In the package vote, the party also elected Interior Minister Sar Kheng and newly elected Senate President Say Chhum to replace Hun Sen as co-vice presidents, causing some speculation as to why the party opted to choose two new deputies in his stead.
Five hundred eight out of the total 545 members of the committee attended the congress on Saturday at the party’s main headquarters on Phnom Penh’s Norodom Boulevard. The election came after the death of Sim, the long-serving former party president, on June 8 due to illness and old age, according to a CPP statement issued after the closed-door meeting.
“Congress [participants] directly and secretly voted for Samdech Akka Moha Sena Padei Techo Hun Sen to be president of the party,” the statement read, adding that “Samdech Vibol Sena Pheakdei Say Chhum, and Samdech Kralahom Sar Kheng, were elected as CPP Vice Presidents”.
Additionally, Say Chhum will also continue to hold his position as the party’s secretary-general.

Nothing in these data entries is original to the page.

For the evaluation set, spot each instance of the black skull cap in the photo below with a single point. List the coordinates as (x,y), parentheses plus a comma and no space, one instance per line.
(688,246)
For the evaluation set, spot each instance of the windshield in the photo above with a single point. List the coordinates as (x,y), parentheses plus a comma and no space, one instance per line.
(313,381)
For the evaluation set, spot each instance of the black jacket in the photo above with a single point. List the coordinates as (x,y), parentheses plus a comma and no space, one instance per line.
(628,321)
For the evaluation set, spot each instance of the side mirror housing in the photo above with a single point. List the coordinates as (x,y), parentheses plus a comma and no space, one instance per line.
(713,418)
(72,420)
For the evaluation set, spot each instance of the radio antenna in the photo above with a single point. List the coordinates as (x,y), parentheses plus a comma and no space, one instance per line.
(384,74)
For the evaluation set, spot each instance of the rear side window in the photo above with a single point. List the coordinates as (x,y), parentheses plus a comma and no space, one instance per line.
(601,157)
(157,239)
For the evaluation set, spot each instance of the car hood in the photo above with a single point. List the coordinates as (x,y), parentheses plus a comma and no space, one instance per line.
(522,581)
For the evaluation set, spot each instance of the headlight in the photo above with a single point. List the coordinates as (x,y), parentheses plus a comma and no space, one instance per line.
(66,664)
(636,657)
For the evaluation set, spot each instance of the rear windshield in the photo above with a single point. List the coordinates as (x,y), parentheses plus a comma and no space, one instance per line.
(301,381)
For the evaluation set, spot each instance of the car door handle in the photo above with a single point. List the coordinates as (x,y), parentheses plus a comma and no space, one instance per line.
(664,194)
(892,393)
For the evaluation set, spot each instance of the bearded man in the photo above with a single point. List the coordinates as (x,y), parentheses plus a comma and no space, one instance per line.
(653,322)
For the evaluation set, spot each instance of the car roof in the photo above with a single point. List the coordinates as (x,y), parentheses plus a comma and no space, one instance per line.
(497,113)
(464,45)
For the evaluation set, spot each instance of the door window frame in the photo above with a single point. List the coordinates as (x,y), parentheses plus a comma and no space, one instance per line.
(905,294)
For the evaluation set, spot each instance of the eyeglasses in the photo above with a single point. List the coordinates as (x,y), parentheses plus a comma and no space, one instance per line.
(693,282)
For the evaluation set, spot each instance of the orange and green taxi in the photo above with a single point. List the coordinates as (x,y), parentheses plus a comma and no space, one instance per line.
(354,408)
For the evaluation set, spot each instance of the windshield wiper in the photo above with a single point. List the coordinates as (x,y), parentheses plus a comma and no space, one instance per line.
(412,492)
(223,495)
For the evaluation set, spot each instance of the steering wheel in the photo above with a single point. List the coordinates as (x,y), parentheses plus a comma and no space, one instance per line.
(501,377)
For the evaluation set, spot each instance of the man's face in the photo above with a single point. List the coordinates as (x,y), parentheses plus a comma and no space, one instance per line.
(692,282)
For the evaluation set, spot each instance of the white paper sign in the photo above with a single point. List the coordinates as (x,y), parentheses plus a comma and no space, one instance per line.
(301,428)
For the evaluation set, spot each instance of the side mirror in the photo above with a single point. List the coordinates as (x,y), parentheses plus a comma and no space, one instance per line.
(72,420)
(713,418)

Shortly after the selection, the CPP issued a separate statement reiterating that Hun Sen would remain prime minister and maintain his candidacy for the next national election after rumours swirled that he would give up his premiership Minister of Information Khieu Kanharith on his Facebook page paraphrased a speech by Hun Sen given at the congress in which he warned CPP officials not to ignore their duties while continuing to milk the legacy of January 7, 1979, when members of the ruling party toppled the Khmer Rouge regime with Vietnamese backing.
“Please, CPP officials, don’t sleep and corrode the legacy of January 7, but actively serve and promote the needs of citizens,” he wrote on Saturday.
CPP spokesman Sok Eysan yesterday also said that Hun Sen has advised all party officials to work hard to “successfully implement our political platform to gain more support from the Cambodian people”.
Opposition representatives could not be reached for comment yesterday.
Political commentator Ou Virak said that while Hun Sen’s selection was expected, the selection of two vice presidents had raised eyebrows.
“The question is why they decided to do that,” he said. “The CPP came out and said because of my criticism that they needed two [vice presidents] to help with the workload, but that doesn’t make any sense. You have one president, two vice presidents and one secretary general, but only three people. It has to be something beyond the workload.”
Virak suggested that having two “second men” may be a means of keeping those below Hun Sen appeased.